August Steinhilber, general counsel to the National Association of School Boards, does not believe that the court is likely to put together a coalition now to lower the wall of separation to only coercion.

"I think they came as close as they ever have before, came up to that brink and did not step over that brink," he says.

"From the tone of the opinion, Kennedy is saying we've gone about as far from a classic separationist doctrine as we are going to go," says Mark Tushnet, law professor at Georgetown University Law Center. But Mr. Tushnet admits that the court could move to a coercion test in a later case.

Neal Devins, professor of law at the College of William and Mary in Williamsburg, Va., speculates that Kennedy favors an only-coercion standard, as he has indicated in strong past opinions.

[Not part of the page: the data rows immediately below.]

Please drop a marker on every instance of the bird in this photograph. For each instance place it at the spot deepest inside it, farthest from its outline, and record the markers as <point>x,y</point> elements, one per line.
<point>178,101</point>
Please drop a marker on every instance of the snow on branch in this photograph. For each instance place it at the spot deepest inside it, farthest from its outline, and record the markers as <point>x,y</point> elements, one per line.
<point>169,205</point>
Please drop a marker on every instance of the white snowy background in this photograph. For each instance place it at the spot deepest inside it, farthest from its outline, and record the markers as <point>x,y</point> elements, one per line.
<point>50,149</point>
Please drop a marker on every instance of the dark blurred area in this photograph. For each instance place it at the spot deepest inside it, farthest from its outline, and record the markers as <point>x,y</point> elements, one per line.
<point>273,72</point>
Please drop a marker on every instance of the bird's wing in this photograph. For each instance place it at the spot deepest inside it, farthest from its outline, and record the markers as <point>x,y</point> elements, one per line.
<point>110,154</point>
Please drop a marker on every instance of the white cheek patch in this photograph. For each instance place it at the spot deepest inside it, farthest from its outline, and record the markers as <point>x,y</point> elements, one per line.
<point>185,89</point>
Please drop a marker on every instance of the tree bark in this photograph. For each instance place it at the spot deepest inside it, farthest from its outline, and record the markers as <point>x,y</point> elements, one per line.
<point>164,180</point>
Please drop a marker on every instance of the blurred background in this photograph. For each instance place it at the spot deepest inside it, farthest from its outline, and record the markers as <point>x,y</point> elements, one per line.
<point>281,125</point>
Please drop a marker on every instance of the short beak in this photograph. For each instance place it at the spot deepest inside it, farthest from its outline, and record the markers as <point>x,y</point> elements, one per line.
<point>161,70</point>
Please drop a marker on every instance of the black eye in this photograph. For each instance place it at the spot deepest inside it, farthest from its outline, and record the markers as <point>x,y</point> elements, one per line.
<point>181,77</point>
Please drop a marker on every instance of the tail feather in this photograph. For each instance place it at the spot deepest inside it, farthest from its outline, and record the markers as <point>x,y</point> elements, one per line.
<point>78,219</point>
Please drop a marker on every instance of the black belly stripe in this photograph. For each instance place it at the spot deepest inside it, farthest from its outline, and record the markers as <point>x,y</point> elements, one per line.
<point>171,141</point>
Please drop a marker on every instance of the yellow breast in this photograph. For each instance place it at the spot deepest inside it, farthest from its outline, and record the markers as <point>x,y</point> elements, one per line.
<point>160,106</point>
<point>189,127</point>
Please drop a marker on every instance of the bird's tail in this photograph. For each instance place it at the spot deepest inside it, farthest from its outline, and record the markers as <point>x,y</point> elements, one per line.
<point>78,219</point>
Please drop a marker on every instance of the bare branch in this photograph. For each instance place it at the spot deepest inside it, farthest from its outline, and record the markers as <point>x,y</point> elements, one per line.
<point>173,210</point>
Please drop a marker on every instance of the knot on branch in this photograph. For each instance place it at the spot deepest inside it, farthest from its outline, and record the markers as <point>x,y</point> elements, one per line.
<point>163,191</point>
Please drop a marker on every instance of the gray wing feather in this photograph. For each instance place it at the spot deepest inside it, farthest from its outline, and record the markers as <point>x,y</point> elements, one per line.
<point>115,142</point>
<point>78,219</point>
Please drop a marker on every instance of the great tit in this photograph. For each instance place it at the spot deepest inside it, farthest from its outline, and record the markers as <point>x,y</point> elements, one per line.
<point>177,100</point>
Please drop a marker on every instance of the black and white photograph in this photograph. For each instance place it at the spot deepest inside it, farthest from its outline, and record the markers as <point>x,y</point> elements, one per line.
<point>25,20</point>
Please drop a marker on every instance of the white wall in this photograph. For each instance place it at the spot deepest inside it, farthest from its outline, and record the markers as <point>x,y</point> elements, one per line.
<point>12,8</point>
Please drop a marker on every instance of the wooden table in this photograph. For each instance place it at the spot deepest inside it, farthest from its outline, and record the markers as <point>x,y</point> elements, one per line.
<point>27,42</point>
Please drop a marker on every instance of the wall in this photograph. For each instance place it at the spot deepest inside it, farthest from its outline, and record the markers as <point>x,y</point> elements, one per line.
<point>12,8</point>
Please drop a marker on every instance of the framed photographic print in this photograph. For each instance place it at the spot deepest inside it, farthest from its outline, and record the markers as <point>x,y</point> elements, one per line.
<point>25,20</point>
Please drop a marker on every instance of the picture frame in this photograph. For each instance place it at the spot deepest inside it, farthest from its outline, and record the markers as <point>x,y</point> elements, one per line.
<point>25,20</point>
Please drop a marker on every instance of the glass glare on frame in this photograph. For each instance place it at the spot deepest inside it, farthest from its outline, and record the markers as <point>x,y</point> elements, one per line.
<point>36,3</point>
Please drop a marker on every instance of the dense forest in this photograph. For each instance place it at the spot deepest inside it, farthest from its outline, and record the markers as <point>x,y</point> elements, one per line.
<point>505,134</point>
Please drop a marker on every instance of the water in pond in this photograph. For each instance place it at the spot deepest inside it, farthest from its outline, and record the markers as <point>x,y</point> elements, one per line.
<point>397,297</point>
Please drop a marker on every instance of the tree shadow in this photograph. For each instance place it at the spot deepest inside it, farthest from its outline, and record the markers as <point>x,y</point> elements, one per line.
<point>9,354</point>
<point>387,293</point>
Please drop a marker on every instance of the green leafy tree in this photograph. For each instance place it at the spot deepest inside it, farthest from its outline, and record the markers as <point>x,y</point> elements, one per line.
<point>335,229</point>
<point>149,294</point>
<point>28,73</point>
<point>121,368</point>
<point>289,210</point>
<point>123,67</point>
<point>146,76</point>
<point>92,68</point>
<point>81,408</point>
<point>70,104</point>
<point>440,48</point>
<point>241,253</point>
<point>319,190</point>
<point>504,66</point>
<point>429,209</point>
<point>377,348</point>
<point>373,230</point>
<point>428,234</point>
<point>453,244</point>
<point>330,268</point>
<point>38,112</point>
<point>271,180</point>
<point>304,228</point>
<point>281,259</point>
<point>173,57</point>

This latest decision only shows that Kennedy's coercion is a higher wall than that of the four dissenters, Dr. Devins says.

The impact of this decision on schools is significant. Most public schools have already dropped public prayers from their graduation ceremonies, says Mr. Steinhilber, but many still have them.

The bigger stakes are in the limits the decision places on school-choice programs. Public funds will probably have to be funneled through parents and not directly to the religious schools that the parents choose. Also, any parent must have secular as well as religious options.